Cove St. Arts in Portland is showcasing works by Roy Germon, Timothy Wilson and Kathi Smith in the exhibit “Real and Remembered.” As described by featured artist Kathi Smith, “Maine is rough, unforgiving, curious, familiar, and beautiful.” These almost contradictory characteristics endow the Maine landscape with an unmistakable sense of place. As the term suggests, a sense of place requires a viewer; to be rooted, to be fixed, place requires a perceiver.

But how do we perceive place? Is it simply the biochemical input from our sensory organs at a given moment? Or is place defined by the alchemy of the brain deciphering such runes – sight, sound, taste, touch, feel – based on memory and experience?

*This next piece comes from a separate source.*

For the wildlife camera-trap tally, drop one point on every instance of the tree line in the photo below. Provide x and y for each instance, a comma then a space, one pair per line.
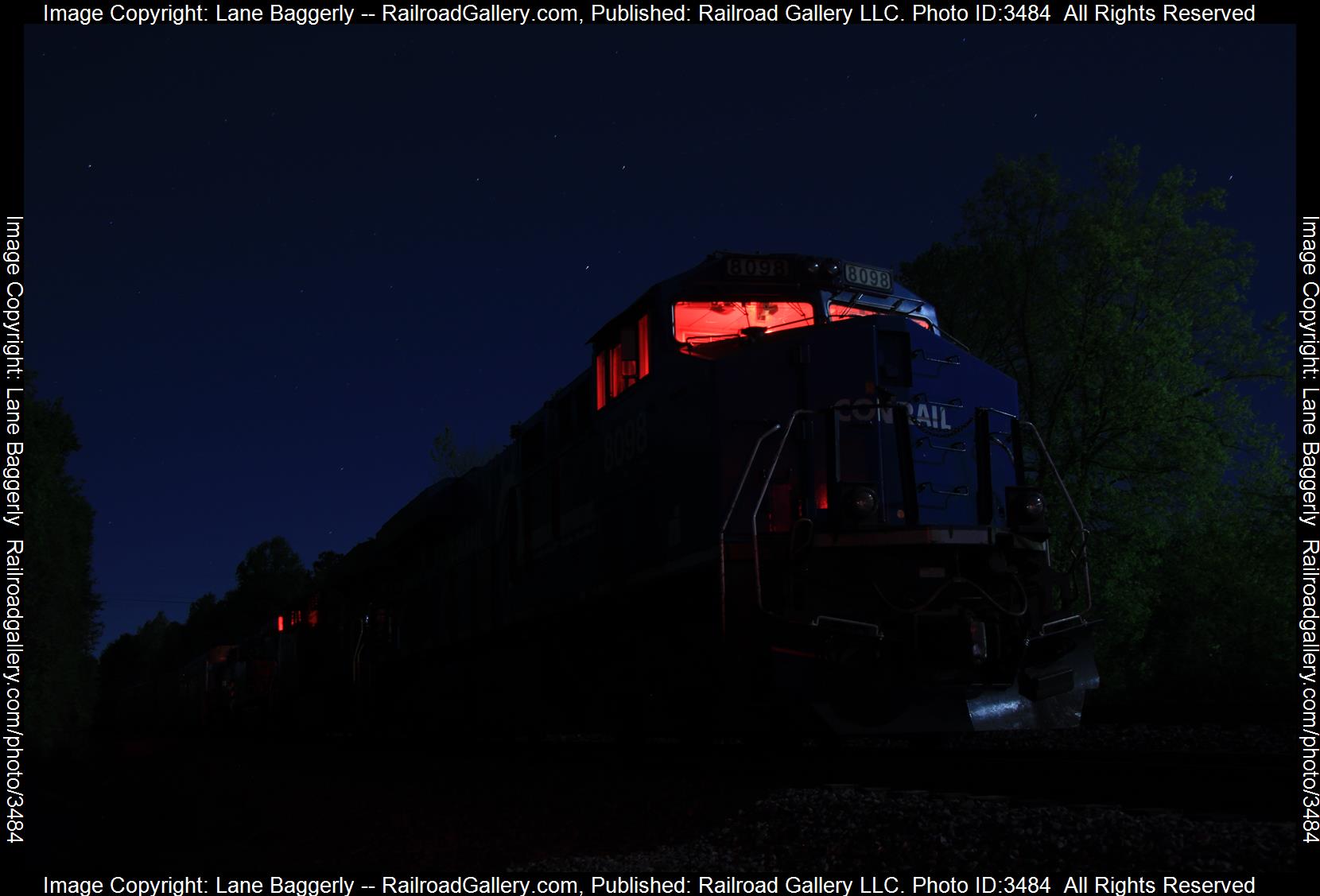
1120, 306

To what extent does place define perception versus perception defining place?

To paraphrase Ansel Adams, there are always two people in a landscape painting: the artist and the viewer. For our Real & Remembered exhibition, we invited three artists whose expressive landscapes capture and convey place not simply as a visual experience but as an emotional one as well. Often started on site and finished in the studio, these artists’ finished work is an amalgamation of immediate perception and sense memories. Their canvases establish a bond between artist, subject, and viewer, inviting the viewer to draw upon his or her own memories of the indelible Maine landscape.